Still, while I am dubious about certitude and I don’t think religion poisons everything, I do believe that the world should probably, eventually, cease to have religions in it, just like I think it should cease to have postmodernist academic texts and vacuous political rhetoric. To the extent that religion is intelligible to me, it seems to offer beliefs that can’t be justified by evidence, and I think we should try to hold beliefs that are justified by evidence. (That’s why I think everyone should, if they have time, think about how they would satisfactorily prove to a Flat Earther that the world is round. Personally, I haven’t had time. If the Flat Earther had some clever answers, I’d lose the argument.)
Arguments that religion is somehow necessary have always struck me as flimsy. Philosopher John Gray, for example, says that it should make atheists uncomfortable that religion is so universal in human societies, because this means it might serve a useful evolutionary purpose: “there is an irresolvable contradiction between viewing religion naturalistically – as a human adaptation to living in the world – and condemning it as a tissue of error and illusion.” But there’s no contradiction at all here: a cognitive error may have evolved for discernible reasons, but that doesn’t make it somehow not an error. We are not prisoners of our natural inclinations; and if we care about trying to understand our world better, we should be trying to overcome things that seem natural to us but actually make no sense.
I wish, then, that there were a kind of gentle secular socialism, one that did not contain the blustering bravado of New Atheism, and had a better grasp of economics, while still believing that it’s important for ideas to make sense. I am sympathetic to Pope Francis, and we seem to share the same political inclinations, but I don’t believe in hierarchies, I don’t like men who live in castles and issue pronouncements, and I don’t think the doctrines of Catholicism are in any way true. I think religious dogma frequently asks people to surrender their judgment even more than we all already do, and I’m opposed to institutions that tell people they need to stop questioning and listen to authority.

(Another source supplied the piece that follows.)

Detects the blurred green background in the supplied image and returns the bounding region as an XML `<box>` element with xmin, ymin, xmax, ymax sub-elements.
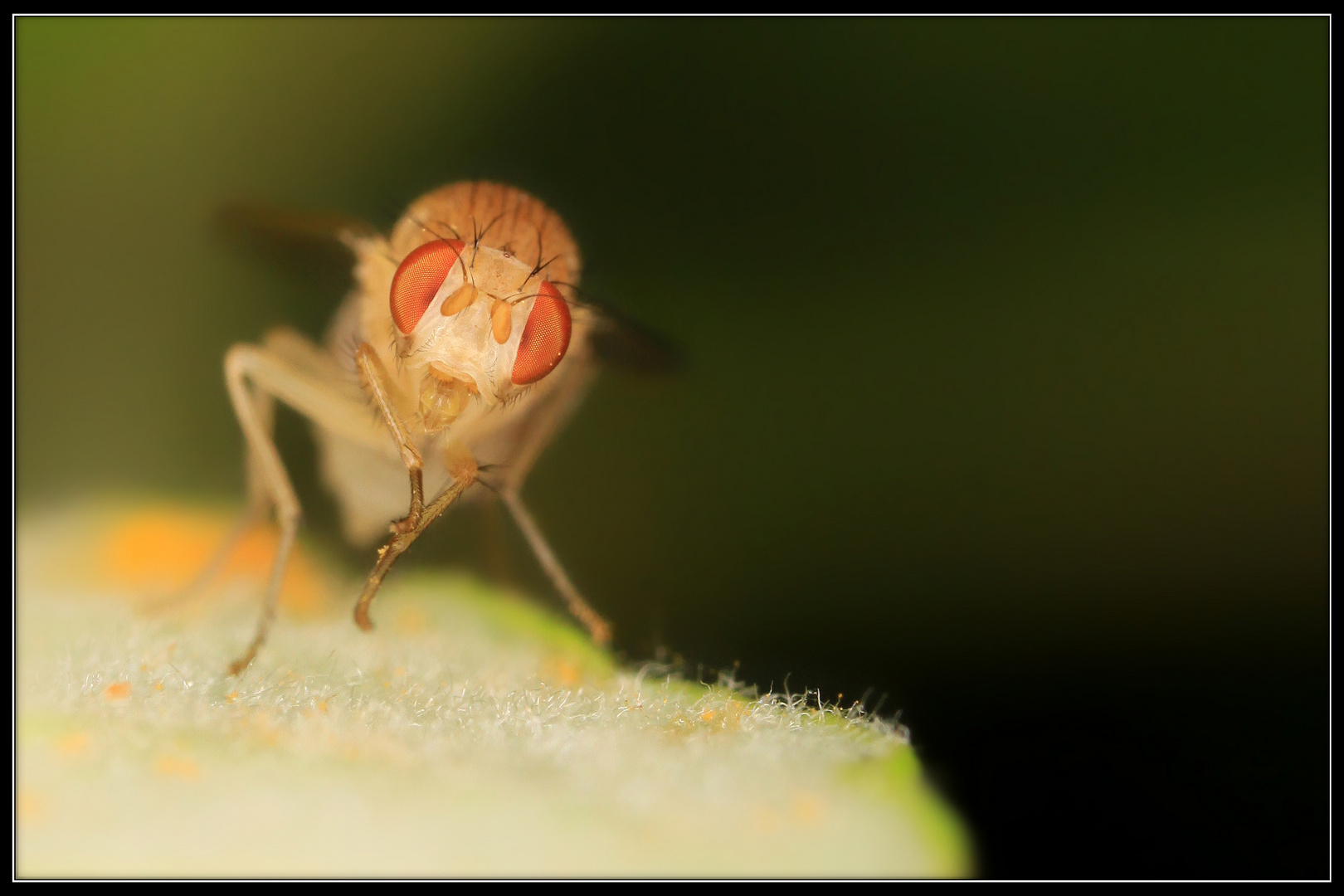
<box><xmin>15</xmin><ymin>17</ymin><xmax>1329</xmax><ymax>876</ymax></box>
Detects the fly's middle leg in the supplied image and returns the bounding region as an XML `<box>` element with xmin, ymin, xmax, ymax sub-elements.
<box><xmin>225</xmin><ymin>345</ymin><xmax>299</xmax><ymax>675</ymax></box>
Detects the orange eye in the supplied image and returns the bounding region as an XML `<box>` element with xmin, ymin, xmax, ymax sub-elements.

I hope, then, for something that gets past New Atheism, that doesn’t see religion as the most important issue but that also values Socratic doubt. My model secularist is Egyptian feminist Nawal El Saadawi, who is highly critical of Islamic teaching, but in the service of an uncompromising leftism. She is not an apologist for imperialism or capitalism, and she sees the struggle against religious hierarchy as part of a broader effort to give people autonomy and prevent them from being controlled by unjust institutions. The New Atheism simply replaced God-worship with state worship, but a true secular socialism follows that old anarchist dictum: No Gods, No Masters.